The robes — Oh my gosh, the robes! I don’t know if everyone had incredible robes hanging in their stateroom when they arrived, but we did. And they were oh-so-soft and wonderful. If you wanted more pampering than a soft robe and slippers, you could head to their world-class spa for everything from massages to pedicures to haircuts.
The food — In addition to terrific rotational dining in three different themed dining rooms, Disney cruises also offer a number of other food options. From an adults-only restaurant to a pool-side grill to a soft-serve ice cream stand to 24-hour room service, we never had to worry about finding something yummy any time of day (or night).

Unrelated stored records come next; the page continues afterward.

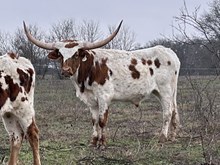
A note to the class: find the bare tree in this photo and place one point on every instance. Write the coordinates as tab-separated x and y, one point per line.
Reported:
125	39
64	30
206	28
205	111
26	49
89	31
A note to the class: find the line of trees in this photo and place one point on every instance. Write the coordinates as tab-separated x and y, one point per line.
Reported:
196	51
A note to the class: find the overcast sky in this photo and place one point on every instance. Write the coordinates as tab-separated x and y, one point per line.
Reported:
148	19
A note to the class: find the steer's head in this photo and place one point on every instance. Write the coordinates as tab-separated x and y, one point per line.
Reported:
70	53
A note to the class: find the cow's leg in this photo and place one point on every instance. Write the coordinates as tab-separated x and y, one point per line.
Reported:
102	123
174	124
103	118
95	122
166	102
33	138
16	134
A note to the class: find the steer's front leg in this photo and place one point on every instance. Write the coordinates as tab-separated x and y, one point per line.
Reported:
103	118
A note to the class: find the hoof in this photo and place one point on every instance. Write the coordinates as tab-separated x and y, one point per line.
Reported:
162	138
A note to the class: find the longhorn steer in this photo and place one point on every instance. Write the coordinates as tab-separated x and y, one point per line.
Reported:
17	81
104	75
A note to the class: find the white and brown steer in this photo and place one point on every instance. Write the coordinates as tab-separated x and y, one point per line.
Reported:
101	76
17	81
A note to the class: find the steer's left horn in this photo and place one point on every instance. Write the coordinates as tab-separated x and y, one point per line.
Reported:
49	46
99	44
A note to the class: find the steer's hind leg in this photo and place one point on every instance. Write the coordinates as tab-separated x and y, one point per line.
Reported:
167	115
33	138
96	129
102	123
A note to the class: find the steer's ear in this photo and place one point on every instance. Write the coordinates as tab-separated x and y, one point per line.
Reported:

The towel animals — I can’t help but mention that the stateroom hosts on the Disney Magic clean up your room not once but twice a day… and they do a wonderful job. One of the small touches is that they create animals and other characters out of towels and leave them on your bed every evening during turndown service (along with chocolates for the eyes on the towel ‘animals’). The kids loved opening the door to find a different creation every night.
It’s the people
When asked about the difference between Disney Cruise Line and the others, cruise director Peter Hofer said, “It’s the people” and I couldn’t agree more. The people who work for Disney are top-notch. From our waiters (Nathan and Andrae) to our stateroom host (Kenneth) to every single person who assisted us along the way, the people are what made our trip special.
As I mentioned, I was a little wary about traveling with a 2-year-old son, two 3-year-old daughters and a 4-year-old son. I knew there would be tantrums and breakdowns along the way, but the Disney people made it so easy.
When my daughter cried for pickles at dinner, the waiter brought her a large plate of them. When my son fell asleep at the table, Nathan and Andrae tied two chairs together and made him a make-shift bed so we could continue to enjoy our meal. When my kids were bickering in line while we waited for the princesses, the Disney photographer scooped up my youngest daughter and played with her on the side. When my husband and I wanted some time together as a couple, the staff at the Flounder’s Reef Nursery watched my three younger kids while my 4-year-old played safely and happily in Disney’s Oceaneer Club.
The Disney staff doesn’t just a put on a happy face. They are actually happy to serve you and to get to know your family, and to make sure each passenger has a trip of a lifetime. And we did!
Cruising out of Galveston
Galveston is a new departure point for Disney Cruise Line and I couldn’t be happier about it. It’s about a 4-1/2 hour drive from our home in San Antonio and a great starting point for anyone in this part of the country. As I mentioned earlier, we had three amazing stops on our cruise. We visited the turtle sanctuary in Grand Cayman. We shopped and relaxed in Costa Maya. And we spent the day at a breathtaking exclusive beach club in Cozumel.
Since we’ve been home, my kids can’t stop talking about their time on the Mickey Boat. Hopefully, we have another opportunity to go on a Disney Cruise again. With so many activities and amenities that kids and parents can enjoy together (and separately), cruising with Disney is truly a magical experience.